II. Die Klägerin hat die Kosten des Erinnerungsverfahrens zu tragen.
III. Der Gegenstandswert des Erinnerungsverfahrens wird auf 11.491,04 EUR festgesetzt.
Gründe I.
Die Parteien streiten über die Erstattungsfähigkeit der Kosten eines im Nichtigkeitsverfahren mitwirkenden Rechtsanwalts auf Seiten der Beklagten.
Mit Schriftsatz vom 29. August 2013 hat die Klägerin Nichtigkeitsklage mit dem Antrag erhoben, das europäische Patent … mit Wirkung für das Hoheitsgebiet der Bundesrepublik Deutschland für nichtig zu erklären.
Neben dem Nichtigkeitsverfahren war zwischen den Parteien parallel ein Verletzungsprozess vor dem Landgericht Düsseldorf, Az.: 4b O 124/13, und sodann vor dem Oberlandesgericht Düsseldorf, Az.: I-2 U 76/14, anhängig. In dem Verletzungsrechtsstreit ist die dortige Klägerin, d. h. die Beklagte des vorliegenden Nichtigkeitsverfahrens, von der Rechtsanwaltskanzlei Wildanger vertreten worden.

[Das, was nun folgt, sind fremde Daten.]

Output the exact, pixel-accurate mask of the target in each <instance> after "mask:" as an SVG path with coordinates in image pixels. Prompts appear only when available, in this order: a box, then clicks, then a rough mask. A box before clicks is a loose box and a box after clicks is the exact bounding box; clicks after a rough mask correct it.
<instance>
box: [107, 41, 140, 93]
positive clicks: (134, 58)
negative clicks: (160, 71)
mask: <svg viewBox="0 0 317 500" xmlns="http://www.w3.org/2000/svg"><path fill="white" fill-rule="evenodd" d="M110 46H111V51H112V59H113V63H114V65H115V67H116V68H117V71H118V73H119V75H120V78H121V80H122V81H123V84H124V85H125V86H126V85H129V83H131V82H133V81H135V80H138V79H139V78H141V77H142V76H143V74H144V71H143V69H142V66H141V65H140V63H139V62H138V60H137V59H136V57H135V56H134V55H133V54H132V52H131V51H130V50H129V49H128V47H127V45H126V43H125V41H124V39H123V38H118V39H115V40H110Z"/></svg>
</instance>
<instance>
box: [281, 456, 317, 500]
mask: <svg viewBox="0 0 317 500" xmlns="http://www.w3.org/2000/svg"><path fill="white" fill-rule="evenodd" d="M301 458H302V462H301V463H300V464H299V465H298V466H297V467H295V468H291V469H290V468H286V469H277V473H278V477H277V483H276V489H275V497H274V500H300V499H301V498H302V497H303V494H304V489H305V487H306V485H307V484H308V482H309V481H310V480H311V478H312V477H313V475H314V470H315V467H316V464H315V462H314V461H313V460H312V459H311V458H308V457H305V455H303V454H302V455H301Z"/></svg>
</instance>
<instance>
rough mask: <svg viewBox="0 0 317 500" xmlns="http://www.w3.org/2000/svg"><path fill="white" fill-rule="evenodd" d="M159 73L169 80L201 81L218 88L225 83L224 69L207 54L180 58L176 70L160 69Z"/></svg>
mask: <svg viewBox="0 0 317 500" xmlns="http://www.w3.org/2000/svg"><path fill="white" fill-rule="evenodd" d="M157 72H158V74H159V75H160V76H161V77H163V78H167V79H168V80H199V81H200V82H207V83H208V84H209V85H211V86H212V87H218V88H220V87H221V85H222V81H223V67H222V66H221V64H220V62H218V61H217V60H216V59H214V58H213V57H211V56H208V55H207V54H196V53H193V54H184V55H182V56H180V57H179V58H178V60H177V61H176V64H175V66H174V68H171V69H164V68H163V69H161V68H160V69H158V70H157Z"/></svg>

In der mündlichen Verhandlung vom 27. Oktober 2015 vor dem 1. Senat des Bundespatentgerichts ist die Beklagte von Patentanwalt Göken unter Mitwirkung von Rechtsanwalt B… – beide von der Kanzlei E… – vertreten worden.
Mit nicht rechtskräftigem Urteil vom 27. Oktober 2015 hat der 1. Senat des Bundespatentgerichts das europäische Patent … mit Wirkung für das Hoheitsgebiet der Bundesrepublik Deutschland teilweise für nichtig erklärt und von den Kosten des Rechtsstreits der Klägerin 4/5 und der Beklagten 1/5 auferlegt. Der Streitwert für das Verfahren vor dem Bundespatentgericht ist auf 1.250.000,-- EUR festgesetzt worden.
Die Beklagte hat mit Schriftsatz vom 25. November 2015 Kostenfestsetzungsantrag gestellt und insgesamt Kosten in Höhe von 14.639,02 EUR für die Hinzuziehung eines Rechtsanwalts geltend gemacht. Neben einer 1,3 Verfahrensgebühren in Höhe von 7.101,90 EUR und 1,2 Termingebühren in Höhe von 6.555,60 EUR sowie einer Auslagenpauschale von 20 EUR und einem Tage- und Abwesenheitsgeld von 70 EUR hat sie verauslagte Reisekosten für einen Flug, Park- und Taxisowie Übernachtungskosten in Höhe von 703,71 EUR, 42,02 EUR, 14,95 EUR und 103,84 EUR verlangt. Die Klägerin ist der Erstattungsfähigkeit der Doppelvertretungskosten mit dem Argument entgegengetreten, dass die Rechtsanwälte des Verletzungs- und Nichtigkeitsverfahrens nicht personenidentisch seien und eine Koordinationsmöglichkeit beider Prozesse nicht bestanden habe, da der die Beklagte im Nichtigkeitsverfahren vertretende Rechtsanwalt auch nicht Zugang zu allen Unterlagen des Verletzungsrechtsstreits gehabt habe.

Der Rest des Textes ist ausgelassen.